Big East commissioner Michael Tranghese said in an interview with the Associated Press that his schools “are free to go and play in any event. I just don’t know if there’s a market for a third tournament, but this is the land of opportunity.”
Translation: I can’t stop you but I’m pretty darn sure our schools will accept a bid with the more tradition-rich, nationally-televised NIT. (Oh yeah I forgot to mention this new tournament doesn’t have a TV deal yet, good luck with that by the way).
The new post-season tournament will now make it 113 Division I teams that are playing basketball following the regular season or conference tournament. That’s exactly one-third of the schools. At this point, aren’t college basketball officials becoming hypocritical when they call the football bowl system the party for the world’s tallest midgets?
“We think this is a promising turn of events given the contraction of the NIT a year ago and the impact that had on mid-major selections,” Metro Atlantic Athletic Conference commissioner Rich Ensor said Wednesday to the Associated Press. “We’ll be supportive of the development of other options for postseason play.”

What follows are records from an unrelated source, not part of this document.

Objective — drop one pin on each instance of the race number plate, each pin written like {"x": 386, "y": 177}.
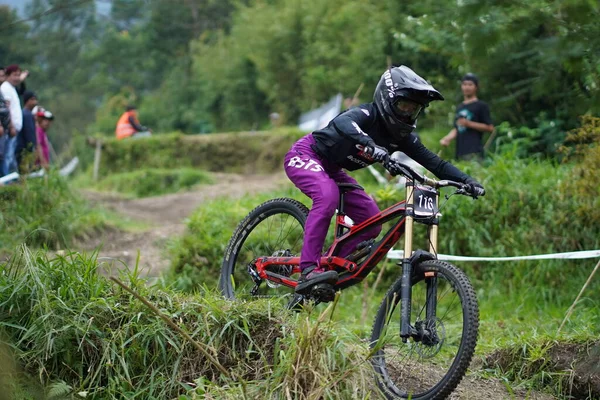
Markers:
{"x": 425, "y": 201}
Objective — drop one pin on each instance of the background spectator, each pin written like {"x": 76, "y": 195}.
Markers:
{"x": 26, "y": 139}
{"x": 128, "y": 125}
{"x": 44, "y": 118}
{"x": 21, "y": 87}
{"x": 5, "y": 125}
{"x": 9, "y": 91}
{"x": 471, "y": 121}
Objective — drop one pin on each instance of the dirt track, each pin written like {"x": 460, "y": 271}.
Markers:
{"x": 165, "y": 216}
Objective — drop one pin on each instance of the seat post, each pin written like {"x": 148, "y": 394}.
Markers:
{"x": 340, "y": 213}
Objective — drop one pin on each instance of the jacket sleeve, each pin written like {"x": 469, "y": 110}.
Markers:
{"x": 352, "y": 124}
{"x": 440, "y": 168}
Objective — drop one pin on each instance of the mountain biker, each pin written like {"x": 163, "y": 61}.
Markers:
{"x": 356, "y": 138}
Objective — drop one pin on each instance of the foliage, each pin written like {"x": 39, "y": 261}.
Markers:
{"x": 44, "y": 212}
{"x": 152, "y": 181}
{"x": 569, "y": 368}
{"x": 60, "y": 311}
{"x": 199, "y": 253}
{"x": 200, "y": 73}
{"x": 525, "y": 211}
{"x": 248, "y": 152}
{"x": 542, "y": 141}
{"x": 584, "y": 188}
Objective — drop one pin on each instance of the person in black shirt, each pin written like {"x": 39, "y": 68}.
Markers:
{"x": 355, "y": 139}
{"x": 471, "y": 121}
{"x": 26, "y": 139}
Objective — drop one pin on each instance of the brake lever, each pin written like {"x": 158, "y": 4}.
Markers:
{"x": 466, "y": 193}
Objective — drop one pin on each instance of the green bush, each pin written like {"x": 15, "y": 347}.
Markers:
{"x": 73, "y": 331}
{"x": 154, "y": 181}
{"x": 199, "y": 253}
{"x": 539, "y": 141}
{"x": 246, "y": 152}
{"x": 44, "y": 212}
{"x": 525, "y": 211}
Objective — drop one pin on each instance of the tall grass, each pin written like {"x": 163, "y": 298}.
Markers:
{"x": 153, "y": 181}
{"x": 44, "y": 212}
{"x": 74, "y": 331}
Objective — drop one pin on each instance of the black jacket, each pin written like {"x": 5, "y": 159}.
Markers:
{"x": 343, "y": 140}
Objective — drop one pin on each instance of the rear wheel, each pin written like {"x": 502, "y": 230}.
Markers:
{"x": 273, "y": 229}
{"x": 431, "y": 364}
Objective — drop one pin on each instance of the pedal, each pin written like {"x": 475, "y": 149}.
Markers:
{"x": 323, "y": 292}
{"x": 362, "y": 250}
{"x": 296, "y": 303}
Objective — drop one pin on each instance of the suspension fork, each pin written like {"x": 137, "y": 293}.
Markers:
{"x": 431, "y": 301}
{"x": 406, "y": 329}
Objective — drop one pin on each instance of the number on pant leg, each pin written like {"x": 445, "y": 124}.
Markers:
{"x": 309, "y": 165}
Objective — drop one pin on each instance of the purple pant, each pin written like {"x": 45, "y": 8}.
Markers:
{"x": 317, "y": 178}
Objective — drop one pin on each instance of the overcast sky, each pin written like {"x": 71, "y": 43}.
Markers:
{"x": 18, "y": 4}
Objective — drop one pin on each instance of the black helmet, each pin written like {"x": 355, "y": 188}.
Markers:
{"x": 400, "y": 96}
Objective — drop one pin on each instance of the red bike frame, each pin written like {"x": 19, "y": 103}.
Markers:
{"x": 351, "y": 273}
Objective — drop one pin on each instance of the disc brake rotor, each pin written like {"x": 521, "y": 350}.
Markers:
{"x": 285, "y": 270}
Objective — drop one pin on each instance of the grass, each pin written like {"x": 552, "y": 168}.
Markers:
{"x": 153, "y": 181}
{"x": 73, "y": 331}
{"x": 45, "y": 213}
{"x": 526, "y": 211}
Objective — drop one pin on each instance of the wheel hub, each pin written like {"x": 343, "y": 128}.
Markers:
{"x": 285, "y": 270}
{"x": 429, "y": 337}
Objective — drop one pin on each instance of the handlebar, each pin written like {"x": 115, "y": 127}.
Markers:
{"x": 410, "y": 173}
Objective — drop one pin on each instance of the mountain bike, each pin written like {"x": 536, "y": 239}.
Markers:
{"x": 425, "y": 331}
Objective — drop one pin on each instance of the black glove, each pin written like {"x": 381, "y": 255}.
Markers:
{"x": 475, "y": 188}
{"x": 393, "y": 168}
{"x": 378, "y": 153}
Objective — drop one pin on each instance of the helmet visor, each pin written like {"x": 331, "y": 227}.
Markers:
{"x": 407, "y": 110}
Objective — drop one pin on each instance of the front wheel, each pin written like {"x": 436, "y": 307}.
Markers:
{"x": 429, "y": 365}
{"x": 273, "y": 229}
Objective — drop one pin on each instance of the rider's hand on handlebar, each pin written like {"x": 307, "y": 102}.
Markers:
{"x": 393, "y": 168}
{"x": 378, "y": 153}
{"x": 475, "y": 189}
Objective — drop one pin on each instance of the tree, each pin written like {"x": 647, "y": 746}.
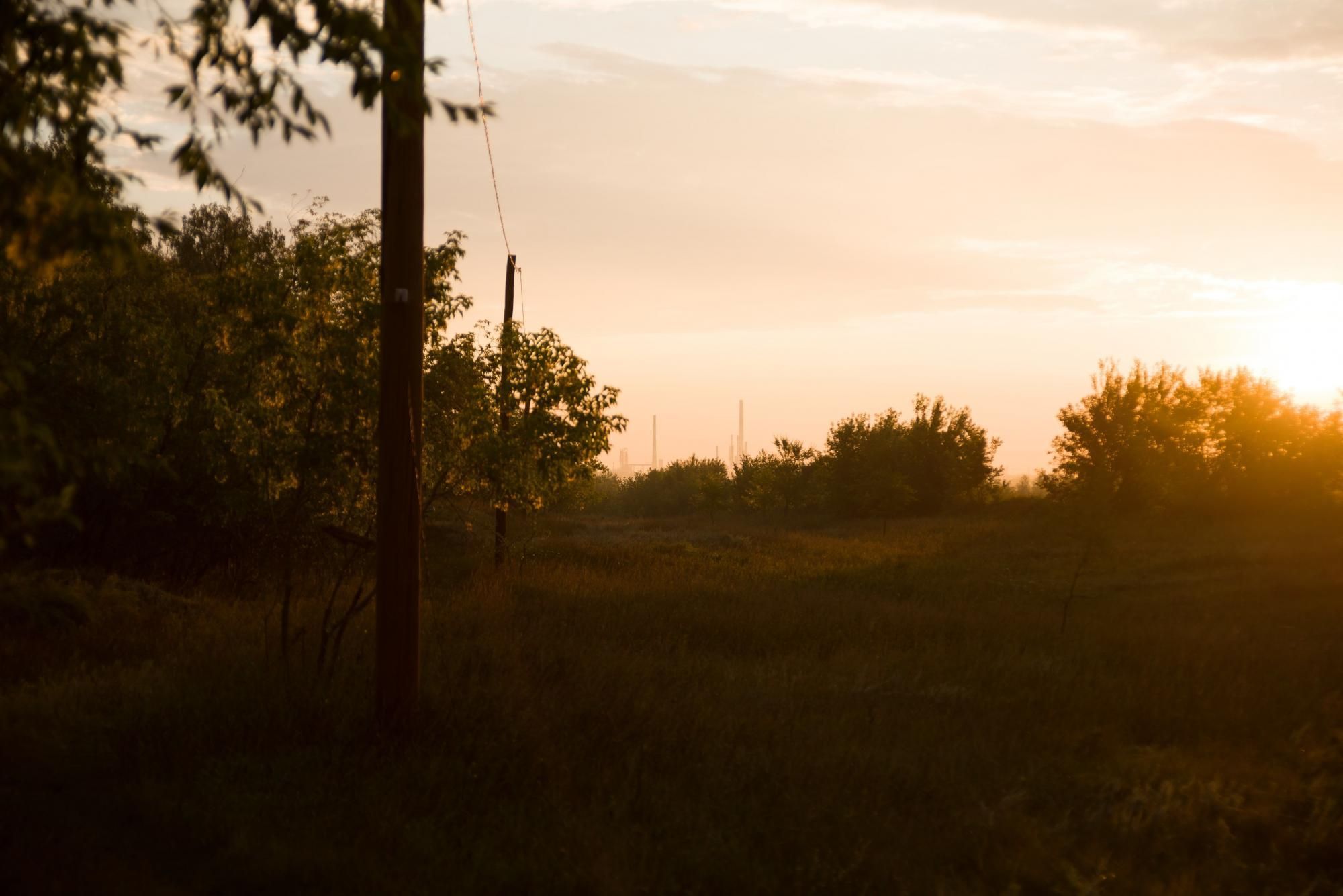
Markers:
{"x": 561, "y": 419}
{"x": 62, "y": 71}
{"x": 1154, "y": 439}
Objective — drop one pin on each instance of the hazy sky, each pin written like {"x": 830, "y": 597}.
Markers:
{"x": 828, "y": 205}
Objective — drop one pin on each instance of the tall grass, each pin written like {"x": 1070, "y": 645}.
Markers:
{"x": 684, "y": 707}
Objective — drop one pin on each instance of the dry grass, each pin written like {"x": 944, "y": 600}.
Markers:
{"x": 678, "y": 707}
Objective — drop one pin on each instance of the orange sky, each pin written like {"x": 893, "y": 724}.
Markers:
{"x": 828, "y": 205}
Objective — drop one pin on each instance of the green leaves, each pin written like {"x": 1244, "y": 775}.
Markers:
{"x": 62, "y": 67}
{"x": 1154, "y": 438}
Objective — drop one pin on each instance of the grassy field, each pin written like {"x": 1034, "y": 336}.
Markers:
{"x": 672, "y": 707}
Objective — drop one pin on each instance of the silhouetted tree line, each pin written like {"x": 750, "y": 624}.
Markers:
{"x": 1146, "y": 440}
{"x": 1154, "y": 438}
{"x": 880, "y": 466}
{"x": 210, "y": 397}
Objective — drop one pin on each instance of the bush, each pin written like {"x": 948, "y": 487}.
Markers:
{"x": 1154, "y": 439}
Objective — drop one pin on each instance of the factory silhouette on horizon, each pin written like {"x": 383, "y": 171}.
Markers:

Of course the commissioners of one-bid leagues love this idea because they can sell advertisements that read they sent two or even three teams to post-season tournaments without really lying to the public (only sort of lying, which is always better). However, these conference presidents aren’t seeing the real picture. They can’t honestly believe the first invitation by the Gazelle Group will be to, say, a school with a hyphen or a direction in it. No, this is a business looking to make money so the UNC-Greensboros and Northern Colorados of the world will have to wait until the major schools snubbed of at-large berths to the NCAA Tournament make a decision. (For the record, I would rather not receive hate mail from fans of the Spartans and Bears please. It’s what I like to call an example, I’ll just take your word that you have fine programs).
The new tournament does have a slight twist at the end to make it unique from the Big Dance and NIT. It will be a single-elimination tournament through the semi-finals, all played at campus sites. The Championship Series will be a best of three with the higher-seeded team playing at home in the first game and, if necessary, the third.
The first round is scheduled for March 18-19. The Championship Series will be March 31, April 2 and April 4. Seriously, with all the BCS haters out there they are actually calling this The Championship Series? Really?
“It would be unfair for us to wait, so we’re going to let the NCAA pick their field and then we’ll invite the 66th team,” Gazelle Group president Rick Giles said in a November 14 press release. “It wouldn’t be fair not to.”
With CBS owning the 10,000-pound gorilla known as March Madness for quite a while and ESPN holding the rights to broadcast the NIT, how will this new event going to attract an audience that will care about a water-downed, second-tier post-season basketball tournament?
“One of the big things is giving teams a choice,” Giles added. “Competition is good and makes everything better. To date there hasn’t been a choice and we’ll make this a viable choice.”
This whole situation has a tainted smell similar to the IRL/CART auto racing split where nobody knows which event is more important and who is better. Pretty soon, nobody will be paying any attention at all and the organizers will have ruined what once was a viable non-NCAA Tournament option.
113 schools, three champions, and two different organizations. Post-season basketball isn’t really madness anymore, it’s a monster that continues to grow for no logical reason.